Todos los más
antiguos relatos sobre San Francisco son unánimes en afirmar “la amigable unión
que establecía con todas las cosas”. El más antiguo de sus biógrafos, Tomás de
Celano (1229), atestigua: “Llenábase de inefable gozo cuantas veces miraba el
sol, o contemplaba la luna, o dirigía su vista a las estrellas y al firmamento…
¿Quién se puede figurar la alegría desbordante de su espíritu al contemplar la
lozanía de las flores y la variadísima constitución de su hermosura, así como
la percepción de la fragancia de sus aromas? Cuando daba con multitud de
flores, predicábales como si estuvieran dotadas de inteligencia, y las invitaba
a alabar al Señor. Asimismo convidaba con tiernísima y conmovedora sencillez al
amor divino y exhortaba a la gratitud a los trigos y a los viñedos, a las
piedras y a las selvas; a las llanuras del campo, a las corrientes de los ríos,
a la ufanía de los huertos, a la tierra y al fuego, al aire y al viento.
Finalmente, daba el dulce nombre de hermanas a todas las criaturas, de quienes,
por modo maravilloso y de todos desconocido, adivinaba los secretos como quien
goza ya de la libertad y la gloria de los hijos de Dios”.
Todo el universo de San Francisco está
rodeado de infinita ternura y de “tiernísimo afecto y devoción por todas las
cosas”; “se sentía arrastrado hacia ellas con un singular y entrañable amor”.
Por eso andaba con reverencia sobre las piedras, en atención Aquel que a sí
mismo se llamó piedra angular; recogía los gusanos de los caminos, a fin de que
no los pisaran los hombres; en invierno daba miel y vino a las abejas para que
no murieran de frío y de escasez.
Se trasluce aquí un modo distinto de estar-en-el-mundo
ya no sobre las cosas, sino junto a ellas, como hermanos y hermanas en una
misma casa. Sus propias angustias y dolores “no las conocía con el nombre de
penas, sino con el de hermanas”. La propia muerte era para él amiga y hermana.

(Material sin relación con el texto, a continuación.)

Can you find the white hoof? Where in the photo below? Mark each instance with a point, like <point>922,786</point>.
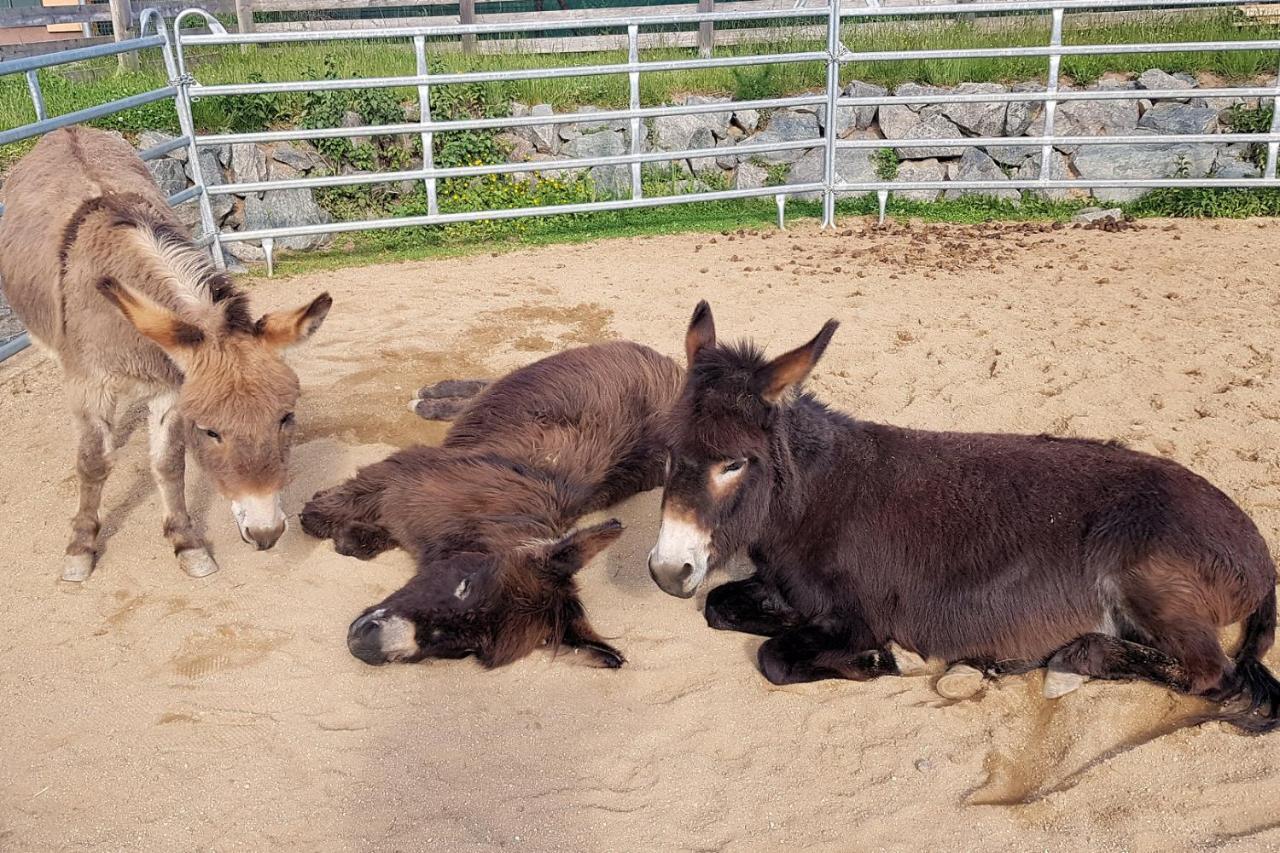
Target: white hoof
<point>196,562</point>
<point>78,568</point>
<point>1059,684</point>
<point>908,661</point>
<point>960,682</point>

Por eso el mundo franciscano está lleno de magia, de reverencia y de respeto.
No es un universo muerto e inanimado; las cosas no están ahí simplemente al
alcance de la posesiva mano del hombre, ni meramente yuxtapuestas unas junto a
otras, sino que son algo animado y personalizado, tienen lazos de
consanguinidad con el ser humano, con-viven en una misma casa paterna. Y puesto
que son hermanas, no se las debe violar, sino que deben ser respetadas. De ahí
que San Francisco, de un modo sorprendente pero consecuente, prohibiera a los
hermanos cortar los árboles de raíz, porque tenía la esperanza de que pudieran
brotar de nuevo. Mandaba a los jardineros que dejaran siempre un rincón del
jardín sin cultivar, para que en él pudieran crecer todas las hierbas,
incluidas las malas, porque también ellas “anuncian al hermosísimo Padre de
todos los seres”.[2]
Leonardo BOFF
en 1981
sobre FRANCISCO
DE ASÍS (aprox. 1181-1226)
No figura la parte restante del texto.